Strengths and limitations
NZ has a robust disease notification system regulated under the Health Act 1956. Notification can be initiated on the basis of ‘clinical suspicion’ by a medical practitioner, but is usually based on the isolation of a pathogen from a clinical sample. All admissions to public hospitals are recorded and data on hospital admissions collated and held nationally. This study has used data from the two most comprehensive national datasets in our analysis.
It is widely accepted that the incidence of gastroenteritis in NZ is underreported. Lake et al. (2010) reported that for every notified case of acute gastroenteritis in NZ, there were an estimated 222 cases in the community that were not reported [7]. It is estimated that 0.4% of community cases of acute gastroenteritis are notified to the national surveillance system [39]. Recent changes to reporting methods, alongside improvements to ETEC testing and detection, raise the possibility that there could have been more systematic underreporting and subsequent underestimation of disease earlier on in the study period.

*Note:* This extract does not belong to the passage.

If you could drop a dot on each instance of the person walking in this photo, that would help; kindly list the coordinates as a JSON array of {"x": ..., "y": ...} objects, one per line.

Although considerable evidence has been published suggesting that interventions implemented by the food industry may have contributed to the decline in the incidence of Campylobacter gastroenteritis and disease due to nontyphoidal Salmonella in NZ, several alternative explanations should be considered. These include the possibility of surveillance artifact, a decline in the relative proportion of food versus waterborne disease, and changes in consumer behavior, such as increased awareness of food hygiene.
Our observations in Māori children regarding the low rates of notification are concerning and warrant further investigation. Of note, almost one fifth of cases were missing ethnicity data in ESR EpiSurv records prior to 2009, although the proportion of cases with missing ethnicity data decreased markedly after that. As such, differences in rates by ethnicity prior to 2009 should be interpreted with caution. Misclassification of ethnicity is also of concern and may have contributed to underestimation of disease incidence in Māori children.